Are you trying to be agile and use sprint planning in your processes but don’t know where to start when implementing these in Asana? Is your team spending too much time doing work-about-work and not focusing on strategic and creative work that makes an impact?
Well this video aims to highlight how you can start to think about implementing an Agile process in a practical sense using Asana in order to get things done.
Here are additional resources on Agile in Asana that should help you out:
thanks for the video, really useful. Do you think that the methods described here would work for a scenario where we have one team (with subteams) working on multiple projects with different stakeholders. So multiple projects (and backlogs) feeding into one consolidated sprint board. I guess multi housing could do this?
Hi @Ed112, thanks for reaching out! 100% - I think that this would certainly work. You could have the separate Backlogs and Sprint Boards as mentioned and have one main Sprint Board (maybe with a custom field highlighting the subteam - similar to what is highlighted in this video) with everything in a sprint from each subteam multi-homed (which could be triggered through a rule).

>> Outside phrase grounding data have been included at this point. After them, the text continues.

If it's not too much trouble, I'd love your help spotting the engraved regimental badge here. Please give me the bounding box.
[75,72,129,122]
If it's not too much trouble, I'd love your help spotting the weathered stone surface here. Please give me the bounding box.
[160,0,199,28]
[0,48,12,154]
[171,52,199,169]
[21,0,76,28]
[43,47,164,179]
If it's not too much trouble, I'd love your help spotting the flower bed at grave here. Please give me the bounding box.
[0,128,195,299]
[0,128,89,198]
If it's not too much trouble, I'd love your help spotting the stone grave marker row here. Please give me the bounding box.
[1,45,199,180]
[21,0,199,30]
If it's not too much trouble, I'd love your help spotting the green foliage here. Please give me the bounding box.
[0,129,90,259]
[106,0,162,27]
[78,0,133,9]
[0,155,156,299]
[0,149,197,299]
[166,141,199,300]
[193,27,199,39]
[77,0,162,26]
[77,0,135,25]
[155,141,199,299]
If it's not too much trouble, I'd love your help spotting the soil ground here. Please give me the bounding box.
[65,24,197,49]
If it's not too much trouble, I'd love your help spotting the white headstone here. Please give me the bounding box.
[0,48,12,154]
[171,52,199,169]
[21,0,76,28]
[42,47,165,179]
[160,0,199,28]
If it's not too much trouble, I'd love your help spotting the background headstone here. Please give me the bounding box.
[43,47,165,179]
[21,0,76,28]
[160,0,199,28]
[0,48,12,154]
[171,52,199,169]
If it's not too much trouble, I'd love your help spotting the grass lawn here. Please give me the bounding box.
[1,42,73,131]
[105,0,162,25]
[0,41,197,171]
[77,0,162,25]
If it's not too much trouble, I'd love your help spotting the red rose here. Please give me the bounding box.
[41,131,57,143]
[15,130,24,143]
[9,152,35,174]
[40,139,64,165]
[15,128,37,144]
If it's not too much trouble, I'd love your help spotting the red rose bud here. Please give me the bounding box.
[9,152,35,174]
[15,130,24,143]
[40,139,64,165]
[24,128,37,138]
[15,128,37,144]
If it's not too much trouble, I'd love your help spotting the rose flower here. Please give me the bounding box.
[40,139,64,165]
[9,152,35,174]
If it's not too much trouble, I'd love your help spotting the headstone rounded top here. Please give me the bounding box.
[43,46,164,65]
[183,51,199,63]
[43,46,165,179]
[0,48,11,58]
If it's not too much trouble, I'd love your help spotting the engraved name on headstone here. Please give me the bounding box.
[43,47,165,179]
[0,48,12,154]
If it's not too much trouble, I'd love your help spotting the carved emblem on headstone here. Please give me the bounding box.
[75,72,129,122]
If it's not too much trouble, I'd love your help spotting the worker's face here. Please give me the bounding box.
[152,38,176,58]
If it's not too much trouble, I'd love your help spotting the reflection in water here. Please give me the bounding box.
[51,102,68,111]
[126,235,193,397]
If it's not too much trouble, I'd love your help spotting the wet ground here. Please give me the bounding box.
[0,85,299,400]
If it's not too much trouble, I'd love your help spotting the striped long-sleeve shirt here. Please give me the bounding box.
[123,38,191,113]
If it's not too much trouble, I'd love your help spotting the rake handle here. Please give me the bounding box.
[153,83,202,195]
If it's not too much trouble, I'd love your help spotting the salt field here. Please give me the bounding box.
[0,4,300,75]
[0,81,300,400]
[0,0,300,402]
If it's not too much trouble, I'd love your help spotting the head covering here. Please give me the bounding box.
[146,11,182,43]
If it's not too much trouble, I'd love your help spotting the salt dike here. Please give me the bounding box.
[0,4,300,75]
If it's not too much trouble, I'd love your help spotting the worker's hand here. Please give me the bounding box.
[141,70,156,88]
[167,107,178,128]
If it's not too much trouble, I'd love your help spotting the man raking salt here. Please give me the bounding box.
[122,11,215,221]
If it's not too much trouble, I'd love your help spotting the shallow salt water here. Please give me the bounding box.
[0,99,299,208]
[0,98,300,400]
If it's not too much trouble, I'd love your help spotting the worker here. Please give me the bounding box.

This additional Asana in Practice video on Rules may help you out further with this. We also have one coming very soon on Multihoming so feel free to stay tuned!
This was very helpful, especially the portfolio portion, thank you!
What I’ve struggled with after using many Agile/Scrum friendly softwares and moving to a company that uses Asana is the lack of basic scrum/agile features that many of those tools possess:
Column WIP Limits
Ability to hide columns (otherwise I keep the backlog as it’s own separate project
The ability to start and close a sprint
The concept of clearing the board once a sprint ends (currently need to move all items from a done column to an archive project
Task visual indicator for number of days in a particular column
Reporting
Burndown charts
Committed vs. completed charts
Cumulative flow chart
Items added after sprint start identification
I am enjoying Asana but would be a lifer if these concepts were available and less manual/hacky/or not present at all.